State health officials have detected Maryland’s first case of the South African variant of the coronavirus in the Baltimore area, Gov. Larry Hogan announced Saturday.
Known as the B.1.351 variant, the mutation may be more contagious but is not believed to cause more serious illness, say researchers with the Centers for Disease Control and Prevention. The variant continues to spread through South Africa, and the first U.S. case was reported Thursday in South Carolina.
The South African variant has concerned doctors in Maryland. Vaccines in development by Novavax and Johnson & Johnson have proven less effective against the variant. Marylanders have been receiving doses of the Pfizer and Moderna vaccines, both of which were developed before the variant spread widely.
Some laboratory studies suggest people who receive the Pfizer and Moderna vaccines produce antibodies that neutralize the South African variant. But without clinical trials, researchers can’t be sure these two vaccines will be effective.
“It’s worrisome to me that the trial results from the Novavax and Johnson & Johnson [vaccines] show substantially lower efficacy in the South African variant, suggesting that even the Pfizer and Moderna vaccines may have lower efficacy,” said Dr. William Moss, executive director of the International Vaccine Access Center at the Johns Hopkins Bloomberg School of Public Health. “The real proof will be if we start seeing people who got two doses get infected.”
Further, CDC researchers found evidence that some of the best treatment for COVID-19, monoclonal antibodies, aren’t effective against the South African variant.
In Maryland, officials are working to find and notify anyone who has had contact with the infected person.
“The case is an adult living in the Baltimore metro area, who has no recent international travel,” said Mike Ricci, the spokesman for Hogan.
That suggests the variant is already spreading in Maryland, and it may have been for some time, Moss said.
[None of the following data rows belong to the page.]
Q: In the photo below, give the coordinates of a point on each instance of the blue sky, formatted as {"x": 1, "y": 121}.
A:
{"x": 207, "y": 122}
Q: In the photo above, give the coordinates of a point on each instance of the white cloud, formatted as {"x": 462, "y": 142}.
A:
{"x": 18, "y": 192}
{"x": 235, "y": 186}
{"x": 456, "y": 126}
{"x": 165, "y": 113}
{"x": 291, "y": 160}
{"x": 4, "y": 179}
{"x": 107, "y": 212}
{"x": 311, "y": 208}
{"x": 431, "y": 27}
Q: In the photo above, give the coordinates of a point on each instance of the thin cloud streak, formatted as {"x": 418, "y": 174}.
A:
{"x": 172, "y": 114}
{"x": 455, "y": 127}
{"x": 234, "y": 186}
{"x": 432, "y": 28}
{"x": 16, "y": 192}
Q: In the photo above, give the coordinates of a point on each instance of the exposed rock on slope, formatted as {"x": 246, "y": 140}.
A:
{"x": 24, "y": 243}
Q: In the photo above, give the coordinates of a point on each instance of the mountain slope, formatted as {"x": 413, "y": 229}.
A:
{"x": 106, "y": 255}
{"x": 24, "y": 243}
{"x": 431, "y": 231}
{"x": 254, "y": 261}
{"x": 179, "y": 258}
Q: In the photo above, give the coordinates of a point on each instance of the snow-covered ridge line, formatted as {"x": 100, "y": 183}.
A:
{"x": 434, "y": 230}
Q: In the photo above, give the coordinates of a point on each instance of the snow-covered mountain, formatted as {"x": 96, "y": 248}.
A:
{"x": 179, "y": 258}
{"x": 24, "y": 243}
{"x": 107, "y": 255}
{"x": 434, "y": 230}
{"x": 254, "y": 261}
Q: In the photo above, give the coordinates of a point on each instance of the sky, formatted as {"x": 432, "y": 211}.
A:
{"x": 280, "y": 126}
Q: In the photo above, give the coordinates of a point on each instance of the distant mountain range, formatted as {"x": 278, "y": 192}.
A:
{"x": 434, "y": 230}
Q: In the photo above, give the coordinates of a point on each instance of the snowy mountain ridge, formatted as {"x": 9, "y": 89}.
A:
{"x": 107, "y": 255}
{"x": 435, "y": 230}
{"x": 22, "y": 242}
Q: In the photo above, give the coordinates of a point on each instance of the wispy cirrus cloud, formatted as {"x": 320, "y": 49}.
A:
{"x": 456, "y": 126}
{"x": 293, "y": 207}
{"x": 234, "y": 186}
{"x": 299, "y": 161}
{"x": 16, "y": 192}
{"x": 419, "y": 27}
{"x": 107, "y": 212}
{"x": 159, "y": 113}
“This is not someone who just came from South Africa,” the doctor said. “It’s quite possible that it has been circulating in the United States and in Maryland for weeks if not months.”
With his announcement Saturday, Hogan also urged Marylanders to continue to keep their distance from one another, wear masks and wash their hands. Such precautions remain the best way to stop the spread of any variant, researchers say.
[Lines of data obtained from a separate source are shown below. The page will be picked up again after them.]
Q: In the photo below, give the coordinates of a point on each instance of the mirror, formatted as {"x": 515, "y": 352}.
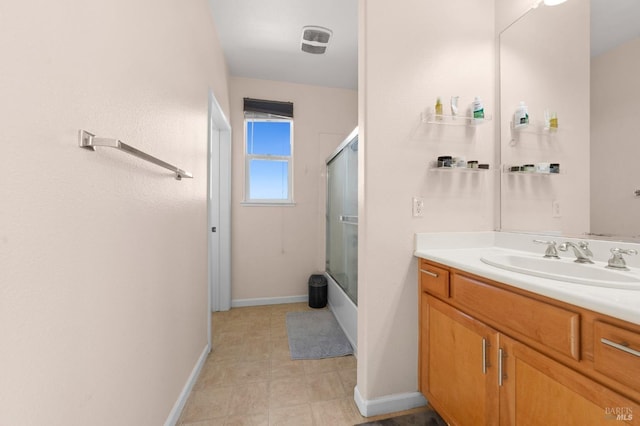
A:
{"x": 546, "y": 61}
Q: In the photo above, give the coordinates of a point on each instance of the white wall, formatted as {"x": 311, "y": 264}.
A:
{"x": 410, "y": 53}
{"x": 276, "y": 248}
{"x": 103, "y": 282}
{"x": 614, "y": 140}
{"x": 547, "y": 70}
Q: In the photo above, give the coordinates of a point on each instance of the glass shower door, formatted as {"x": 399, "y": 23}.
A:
{"x": 342, "y": 218}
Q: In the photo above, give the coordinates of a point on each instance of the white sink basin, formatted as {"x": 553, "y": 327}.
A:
{"x": 565, "y": 270}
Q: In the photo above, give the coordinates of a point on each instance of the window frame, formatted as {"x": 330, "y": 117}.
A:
{"x": 247, "y": 200}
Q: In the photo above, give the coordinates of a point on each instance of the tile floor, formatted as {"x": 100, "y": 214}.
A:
{"x": 249, "y": 378}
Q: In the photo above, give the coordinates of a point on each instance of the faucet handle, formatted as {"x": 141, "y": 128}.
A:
{"x": 551, "y": 251}
{"x": 617, "y": 261}
{"x": 584, "y": 245}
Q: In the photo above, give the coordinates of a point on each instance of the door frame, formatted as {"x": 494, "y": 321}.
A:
{"x": 218, "y": 211}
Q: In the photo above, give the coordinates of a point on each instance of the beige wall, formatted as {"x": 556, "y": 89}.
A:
{"x": 615, "y": 140}
{"x": 410, "y": 53}
{"x": 103, "y": 282}
{"x": 276, "y": 248}
{"x": 548, "y": 70}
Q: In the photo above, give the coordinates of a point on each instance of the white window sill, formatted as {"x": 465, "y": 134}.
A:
{"x": 268, "y": 203}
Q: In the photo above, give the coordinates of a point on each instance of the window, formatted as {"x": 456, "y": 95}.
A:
{"x": 268, "y": 159}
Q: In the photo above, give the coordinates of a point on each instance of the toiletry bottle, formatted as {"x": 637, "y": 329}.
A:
{"x": 454, "y": 105}
{"x": 521, "y": 116}
{"x": 438, "y": 109}
{"x": 478, "y": 109}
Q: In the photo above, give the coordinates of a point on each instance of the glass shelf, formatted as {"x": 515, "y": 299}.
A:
{"x": 453, "y": 120}
{"x": 434, "y": 168}
{"x": 507, "y": 170}
{"x": 534, "y": 128}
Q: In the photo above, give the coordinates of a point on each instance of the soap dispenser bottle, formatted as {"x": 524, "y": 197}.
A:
{"x": 438, "y": 109}
{"x": 477, "y": 109}
{"x": 521, "y": 116}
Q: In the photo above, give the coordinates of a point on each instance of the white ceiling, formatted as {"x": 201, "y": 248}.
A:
{"x": 261, "y": 39}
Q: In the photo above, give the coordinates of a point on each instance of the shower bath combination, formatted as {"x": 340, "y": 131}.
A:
{"x": 342, "y": 234}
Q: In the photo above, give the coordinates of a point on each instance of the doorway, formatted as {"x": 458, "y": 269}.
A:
{"x": 219, "y": 210}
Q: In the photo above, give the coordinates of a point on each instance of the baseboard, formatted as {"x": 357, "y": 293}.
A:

The South African is the second variant detected in Maryland. The B.1.1.7 — known as the U.K. variant — was confirmed in the state Jan. 12. Since then, at least seven people in Maryland contracted the U.K. variant, which is believed to be widespread in this country.
The U.K. variant is also considered more contagious than COVID-19, but CDC researchers say there’s no evidence the vaccines are less effective against it.
During a news conference Friday, Dr. Anthony Fauci, the nation’s top infectious disease expert, said the country must be prepared to face even more.
“This is a wake-up call to all of us that we will be dealing — as the virus uses its devices to evade pressure, particularly immunological pressure — that we will continue to see the evolution of mutants,” he said. “That means that we, as a government, the companies, all of us that are in this together, will have to be nimble to be able to just adjust readily to make versions of the vaccine that actually are specifically directed toward whatever mutation is actually prevalent at any given time.”
Yet another strain emerged this week in the U.S. A case of the P.1 variant, first detected in Japan among travelers from Brazil, was detected in Minnesota. CDC researchers have found evidence suggesting antibodies from a COVID-19 infection and vaccines may not be able to neutralize the Brazil variant.
Recent weeks have brought a decline in the number of new coronavirus cases reported daily in Maryland. But Moss said the arrival of the South African variant should remind everyone to remain careful.
“We’ve been in this pattern before: cases start coming down, and we start opening things back up — and we’re back [to high rates of infection],” he said. “A little fear in the public might not be a bad thing.”
Baltimore Sun reporters Hallie Miller and Dan Rodricks contributed to this article.